CORRECTION: An earlier version of this story incorrectly identified Lookout Mountain in Georgia, rather than the city of Lookout Mountain, Tennessee, as the recipient of Hall income taxes. Updated: 4/27/2019 at 2:40 p.m.
The phase out of the Hall income tax may bring a smile to retirees and wealthy investors in Tennessee, but it is taking a bite into the budgets of mountaintop municipalities in Hamilton County.
The tax on investment and so-called unearned income in Tennessee is being phased out by the end of 2020 under legislation adopted by the Tennessee General Assembly in 2016.
Hall Income Tax by Year of Allocation
* 2016 - $781,443
* 2017 - $140,226
* 2018 - $266,441
* 2016 - $601,714
* 2017 - $572,455
* 2018 - $477,145
* 2016 - $888,551
* 2017 - $642,084
* 2018 - $500,032
* 2016 - $430,860
* 2017 - $382,854
* 2018 - $274,821
Three-eighths of Hall income tax, or 37.5 percent of the revenues collected in each city, is distributed to the local government of the municipality or county where the taxpayer resides. Cities that rely on funding to offer local services like schools, roads and fire protection are now looking for alternative ways to regain some of the lost revenue for municipal services.
In 2017, the Hall tax made up $572,455, or 20% of the city budget for Lookout Mountain, Tennessee. Last year, revenue dropped to $477,145 for Lookout Mountain, according to the Department of Revenue. The town raised its property tax rate from $1.83 to $1.89 per $100 of assessed value last year, in part, to recoup some of the loss.
In Collegedale, the Hall income tax generated $781,443 in 2016. In 2018, funding had already dropped to $266,441.
The state legislature agreed in 2016 to start phasing out the Hall income tax, which often varies widely because of fluctuations in interest rates, investment and profits.
The tax derives its name from State Sen. Frank Hall who introduced the tax in Tennessee in 1929 and applies to interest and dividend income for Tennessee residents. It is the only form of a personal income tax in the state.
The rate prior to 2016 was 6 percent, applied to all taxable interest and dividend income over $1,250 per person or $2,500 for a married couple.
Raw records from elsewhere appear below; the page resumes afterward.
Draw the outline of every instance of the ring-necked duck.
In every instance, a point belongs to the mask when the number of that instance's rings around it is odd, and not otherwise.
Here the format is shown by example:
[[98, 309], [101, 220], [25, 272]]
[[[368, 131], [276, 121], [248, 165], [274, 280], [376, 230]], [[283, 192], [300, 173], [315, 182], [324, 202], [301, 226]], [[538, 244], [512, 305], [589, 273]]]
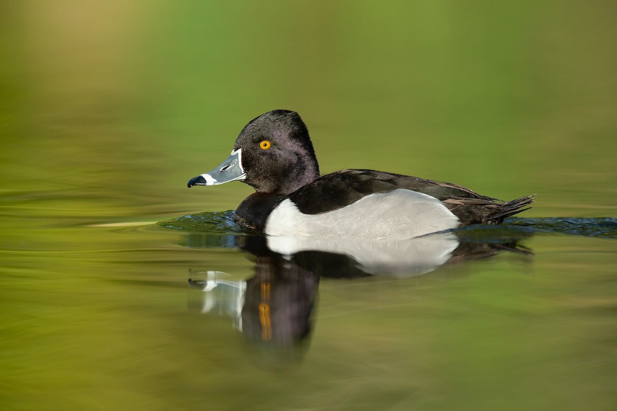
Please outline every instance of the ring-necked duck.
[[367, 169], [320, 176], [297, 113], [275, 110], [251, 120], [231, 155], [188, 182], [236, 180], [252, 186], [236, 221], [273, 235], [404, 240], [473, 224], [499, 224], [528, 210], [533, 195], [507, 202], [464, 187]]

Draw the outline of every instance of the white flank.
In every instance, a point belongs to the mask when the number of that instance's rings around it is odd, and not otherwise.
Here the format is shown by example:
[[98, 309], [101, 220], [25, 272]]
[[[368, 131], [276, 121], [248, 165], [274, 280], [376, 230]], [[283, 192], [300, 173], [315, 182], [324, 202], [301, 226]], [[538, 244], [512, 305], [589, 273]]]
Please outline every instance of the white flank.
[[437, 198], [400, 189], [371, 194], [342, 208], [314, 214], [300, 213], [287, 199], [268, 217], [265, 232], [299, 237], [398, 240], [456, 228], [459, 223]]
[[436, 233], [404, 240], [360, 240], [270, 236], [268, 247], [283, 255], [307, 251], [343, 254], [368, 274], [420, 275], [448, 261], [458, 246], [452, 233]]

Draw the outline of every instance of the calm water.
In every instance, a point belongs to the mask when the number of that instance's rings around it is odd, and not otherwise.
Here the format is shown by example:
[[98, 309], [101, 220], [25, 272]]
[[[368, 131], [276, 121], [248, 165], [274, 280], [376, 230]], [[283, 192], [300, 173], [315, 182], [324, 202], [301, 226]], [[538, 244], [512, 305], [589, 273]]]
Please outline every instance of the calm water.
[[[611, 5], [81, 7], [0, 6], [3, 410], [617, 407]], [[274, 108], [323, 173], [537, 202], [283, 253], [186, 188]]]

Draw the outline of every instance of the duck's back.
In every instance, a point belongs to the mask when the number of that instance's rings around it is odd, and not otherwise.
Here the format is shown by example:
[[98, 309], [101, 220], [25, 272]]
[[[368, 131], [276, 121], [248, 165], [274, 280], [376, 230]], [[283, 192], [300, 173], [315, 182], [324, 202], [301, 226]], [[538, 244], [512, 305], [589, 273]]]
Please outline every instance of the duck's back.
[[[524, 211], [533, 196], [506, 203], [481, 195], [450, 182], [368, 169], [349, 169], [322, 176], [289, 196], [304, 214], [318, 214], [342, 208], [366, 196], [410, 190], [439, 200], [462, 225], [501, 224], [506, 217]], [[400, 210], [404, 212], [404, 208]]]

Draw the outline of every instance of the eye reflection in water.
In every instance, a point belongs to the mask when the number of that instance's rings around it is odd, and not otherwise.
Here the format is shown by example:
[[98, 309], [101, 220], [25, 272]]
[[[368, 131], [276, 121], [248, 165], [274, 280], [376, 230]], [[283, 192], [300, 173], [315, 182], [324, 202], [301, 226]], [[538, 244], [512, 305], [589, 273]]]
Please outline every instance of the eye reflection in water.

The state is reducing the Hall income tax by one percentage point each year, leading to a full repeal of the tax in 2021.
Backers of the repeal of the Hall income tax insist the phase out of the tax is helping to attract new residents and investment to the Volunteer State.
Justin Owen, CEO of the conservative Beacon Group, said the repeal will lead to a stronger state economy and cities that relied upon the Hall tax "should have reined in their spending rather than increase other taxes to offset the minimal lost revenue.
"The Hall Tax repeal is among the most important tax reforms in Tennessee history," he said. "We can finally hold true to our claims of being an income tax-free state, and we no longer punish retirees for saving for their future, drive investors out of our state, and make it harder for entrepreneurs to raise capital."
Owen said most cities relied on the Hall Tax for "a very small percentage of their budgets."
"They should have reined in their spending rather than increase other taxes to offset the minimal lost revenue," he said.
Groups such as the Tax Foundation criticized the Hall income tax because of what it said was a failure to bring in enough revenue to be worth the economic and administrative costs of collecting it. In fiscal year 2012, for example, Hall tax collections accounted for just 0.9 percent of state and local tax collections, according to the group.
That said, some small cities in Tennessee have depended on income generated by the Hall levy and have used the tax in the past to keep other taxes lower. With the elimination of the Hall income tax, some cities are raising property taxes to recoup revenue for municipal services.